Les oubliés de la protection sociale
Selon une étude du Crédoc1 de 2011 sur les “conditions de vie et aspirations”, un quart des jeunes de moins de 25 ans estimaient que notre société privilégiait les plus âgés. De cette opinion, France stratégie a publié une enquête sur l’évolution des dépenses sociales sur les 30 dernières années. Il en ressort que les dépenses sociales à destination des seniors ont fortement augmenté alors que celles destinées aux jeunes ont stagné. Etat des lieux.
Si personne n’est prêt et ne souhaite sacrifier notre modèle social avec son éducation, son système de santé ou encore de retraite, l’évolution des dépenses et du poids relatif de la protection sociale dans le PIB mérite d’y accorder attention. Ce que vient d’analyser France stratégie, organisme rattaché à Matignon, dans une étude publiée le 12 janvier. Depuis 1959, les dépenses de protection sociale ont plus que doublé, passant de 14,5% à 31,9% du PIB en 2013. Une progression qui semble avant tout avoir profité à la tranche des seniors. “Les dépenses de protection sociale affectées aux plus âgés ont beaucoup augmenté, passant de 11% du PIB à 17% entre 1979 et 2011. Les dépenses en faveur des jeunes ont pour leur part stagné, passant de 8,8% à 8,6% sur cette même période”(en incluant l’éducation), précise l’étude. Toutefois, cette progression s’explique par le poids démographique croissant de la classe des seniors avec les départs en retraite de la génération du baby-boom. De même, il n’est pas étonnant que cette classe d’âge ait des besoins plus importants que les plus jeunes, notamment en matière de santé, à quoi il convient d’ajouter le versement des pensions de retraite. Ainsi, l’étude s’est attachée à considérer l’évolution des dépenses par tête. Il en ressort que sur la période s’écoulant de 1979 à 2011, les dépenses ont augmenté au même rythme (+15%) pour les seniors et les jeunes. Concernant cette dernière catégorie, l’allongement de la durée des études explique cette progression des dépenses.

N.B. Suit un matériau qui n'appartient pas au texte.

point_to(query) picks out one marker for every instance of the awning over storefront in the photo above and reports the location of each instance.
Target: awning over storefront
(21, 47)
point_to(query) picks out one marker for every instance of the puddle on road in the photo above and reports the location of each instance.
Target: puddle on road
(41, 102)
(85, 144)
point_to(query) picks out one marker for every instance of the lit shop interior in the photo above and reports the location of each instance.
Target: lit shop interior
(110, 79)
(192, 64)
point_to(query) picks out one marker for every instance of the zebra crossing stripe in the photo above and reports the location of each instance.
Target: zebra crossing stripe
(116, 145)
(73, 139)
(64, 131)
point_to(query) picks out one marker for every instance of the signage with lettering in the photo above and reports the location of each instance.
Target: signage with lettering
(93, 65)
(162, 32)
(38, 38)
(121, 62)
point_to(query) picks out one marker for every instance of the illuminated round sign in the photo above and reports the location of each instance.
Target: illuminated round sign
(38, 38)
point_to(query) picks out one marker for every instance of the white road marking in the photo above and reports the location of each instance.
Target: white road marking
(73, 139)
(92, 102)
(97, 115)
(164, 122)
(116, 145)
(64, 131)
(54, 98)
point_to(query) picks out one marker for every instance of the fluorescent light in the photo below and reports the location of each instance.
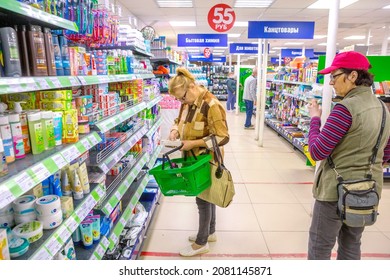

Le financement de la protection sociale. La hausse impressionnante des dépenses sur ces dernières décennies pose inévitablement la question du financement de la protection sociale. France stratégie s’est basé sur l’étude des comptes de transferts nationaux pour fournir les différents profils et leurs évolutions depuis 1979. De ce fait, en 1979, le pic de contribution se situait autour de 30 ans, avec un montant de 3 000 euros courants. Ce profil a évolué jusqu’en 2011, où on constate d’une part une nette augmentation de la contribution autour de 18 000 euros courants, mais également un vieillissement, autour de 55 ans. “Le taux de prélèvement passe pour les 25-59 ans de 27 à 37%. Pour les plus de 60 ans, de 10 à 20%”, précise France stratégie. Quant aux plus jeunes, leur contribution est restée stable en passant de 27% à 30%. Cette évolution s’explique par l’application de la CSG comme nouvelle ressource, qui est ponctionnée sur les salaires, mais aussi sur les pensions de retraite.
Comment expliquer le ressenti des jeunes ? Malgré une participation relativement stable au financement de la protection sociale, les jeunes se sentent lésés. Il faut chercher l’explication dans l’évolution du niveau de vie de cette tranche d’âge qui s’est dégradée ces 15 dernières années. “Le niveau de vie moyen des moins de 25 ans est ainsi passé de 88% de celui des plus de 60 ans en 2002, à 82% en 2012”, calcule France stratégie. Un accès plus difficile au marché du travail, des contrats précaires, des salaires en baisse expliquent cette dégradation de leurs conditions de vie. Chiffre plus alarmant, le taux de pauvreté de cette tranche d’âge est deux fois et demie supérieur à celui des plus de 60 ans en 2012 (deux fois plus élevé en 1996). Dans le même temps, le niveau de vie moyen des retraités s’est amélioré : il atteint 105% du niveau de vie moyen de la population en 2013, en hausse constante depuis 1970, tout en bénéficiant de l’essentiel de la protection sociale sans en supporter le coût. La poursuite d’une telle évolution est difficilement “soutenable”pour les jeunes et les actifs, selon France stratégie, qui plaide pour une baisse des transferts nets reçus par les plus âgés.